Compute Platform SRE Intern – Big Data SRE

June 21, 2026
$43 / hour

Are you applying to the internship?

Job Description

Site Reliability Engineer Intern (Compute Platform) – 2026 Summer (BS/MS) | TikTok

The Tone:
This is a temporary US-based internship at TikTok, a global company located in Los Angeles, Singapore, and other major cities, that is the leading destination for short-form mobile video. The company’s mission is to inspire creativity and bring joy through its innovative products.
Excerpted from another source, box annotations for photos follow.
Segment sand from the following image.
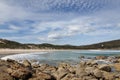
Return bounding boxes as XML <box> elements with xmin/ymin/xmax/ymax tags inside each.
<box><xmin>0</xmin><ymin>49</ymin><xmax>74</xmax><ymax>54</ymax></box>
<box><xmin>0</xmin><ymin>49</ymin><xmax>56</xmax><ymax>54</ymax></box>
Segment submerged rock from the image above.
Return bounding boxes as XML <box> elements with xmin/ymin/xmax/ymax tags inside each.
<box><xmin>99</xmin><ymin>64</ymin><xmax>111</xmax><ymax>72</ymax></box>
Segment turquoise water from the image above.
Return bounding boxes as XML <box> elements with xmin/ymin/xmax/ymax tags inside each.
<box><xmin>2</xmin><ymin>50</ymin><xmax>120</xmax><ymax>61</ymax></box>
<box><xmin>1</xmin><ymin>50</ymin><xmax>120</xmax><ymax>65</ymax></box>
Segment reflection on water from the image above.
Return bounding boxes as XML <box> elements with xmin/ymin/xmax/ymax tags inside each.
<box><xmin>2</xmin><ymin>50</ymin><xmax>120</xmax><ymax>64</ymax></box>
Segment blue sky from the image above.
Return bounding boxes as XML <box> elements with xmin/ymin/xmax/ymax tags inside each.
<box><xmin>0</xmin><ymin>0</ymin><xmax>120</xmax><ymax>45</ymax></box>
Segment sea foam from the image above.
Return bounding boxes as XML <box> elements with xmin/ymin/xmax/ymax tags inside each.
<box><xmin>1</xmin><ymin>52</ymin><xmax>47</xmax><ymax>60</ymax></box>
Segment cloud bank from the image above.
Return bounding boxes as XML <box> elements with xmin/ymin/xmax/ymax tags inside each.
<box><xmin>0</xmin><ymin>0</ymin><xmax>120</xmax><ymax>45</ymax></box>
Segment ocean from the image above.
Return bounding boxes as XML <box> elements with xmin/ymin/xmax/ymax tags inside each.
<box><xmin>1</xmin><ymin>50</ymin><xmax>120</xmax><ymax>64</ymax></box>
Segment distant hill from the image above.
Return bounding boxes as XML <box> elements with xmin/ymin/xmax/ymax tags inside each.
<box><xmin>0</xmin><ymin>39</ymin><xmax>120</xmax><ymax>49</ymax></box>
<box><xmin>80</xmin><ymin>40</ymin><xmax>120</xmax><ymax>49</ymax></box>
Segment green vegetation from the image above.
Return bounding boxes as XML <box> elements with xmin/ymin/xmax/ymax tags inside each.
<box><xmin>0</xmin><ymin>39</ymin><xmax>120</xmax><ymax>49</ymax></box>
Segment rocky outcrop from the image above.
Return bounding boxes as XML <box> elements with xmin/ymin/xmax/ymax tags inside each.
<box><xmin>0</xmin><ymin>57</ymin><xmax>120</xmax><ymax>80</ymax></box>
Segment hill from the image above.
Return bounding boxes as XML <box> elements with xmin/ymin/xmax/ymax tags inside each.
<box><xmin>0</xmin><ymin>39</ymin><xmax>120</xmax><ymax>49</ymax></box>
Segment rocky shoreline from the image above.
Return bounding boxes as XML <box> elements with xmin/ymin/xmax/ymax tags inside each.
<box><xmin>0</xmin><ymin>56</ymin><xmax>120</xmax><ymax>80</ymax></box>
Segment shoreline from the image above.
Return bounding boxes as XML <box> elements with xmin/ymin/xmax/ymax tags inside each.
<box><xmin>0</xmin><ymin>49</ymin><xmax>120</xmax><ymax>55</ymax></box>
<box><xmin>0</xmin><ymin>56</ymin><xmax>120</xmax><ymax>80</ymax></box>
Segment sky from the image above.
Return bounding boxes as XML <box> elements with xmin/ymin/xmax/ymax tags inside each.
<box><xmin>0</xmin><ymin>0</ymin><xmax>120</xmax><ymax>45</ymax></box>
This role is crucial as it supports all Big Data services and products across the company, ensuring the reliability of major data warehouse products, services, and query engines that serve business needs across various domains within TikTok.

The TL;DR
• Role: Internship
• Type: Temporary
• Location: US-based
• Pay: $42.75 hourly
• Team: Compute Platform SRE team, a newly established team supporting Big Data services and products.
• Mission: Ensure the reliability of TikTok’s major data warehouse products, services, and query engines, and meet all service level objectives.
• Tech Stack: ClickHouse, Spark, Presto, Doris, Hadoop, Kubernetes, Python, Shell, Java, Go, Linux, computer networking, databases, SRE/DevOps open-source toolsets, system monitoring tools.

What You’ll Actually Do
• Ensure the reliability of TikTok’s major data warehouse products, services, and query engines, including technologies like ClickHouse, Spark, Presto, and Doris.
• Uphold Service Level Agreements (SLAs) by meeting all service level objectives from ByteDance’s Data Platform services and promptly responding to any system outages or issues.
• Optimize performance by continuously analyzing service and reliability patterns to identify bottlenecks and implement proactive measures, collaborating with development teams to ensure efficient resource utilization.
• Manage incidents by leading troubleshooting and resolution efforts for service incidents and postmortems, coordinating with cross-functional teams to mitigate service-impacting events.
• Automate infrastructure provisioning, scaling, and management processes to minimize manual intervention and enhance overall service quality.

The Must-Haves
• Background: Currently pursuing an Undergraduate or Master’s degree in Software Development, Computer Science, Computer Engineering, or a related technical discipline, and able to commit to working for 12 weeks during Summer 2026.
• Experience: Familiarity with open-source or commercial technologies such as ClickHouse, Hadoop, Doris, Spark, Presto, and Kubernetes.
• Skills: In-depth understanding of Linux, computer networking, and databases; proficiency in common SRE/DevOps open-source toolsets, system monitoring tools, and container orchestration platforms like Kubernetes; strong coding skills in at least one scripting or programming language, including Python, Shell, Java, or Go.
• Bonus: Excellent problem-solving skills and the ability to think critically under pressure, combined with a strong customer-first mindset, a sense of ownership, and a collaborative spirit.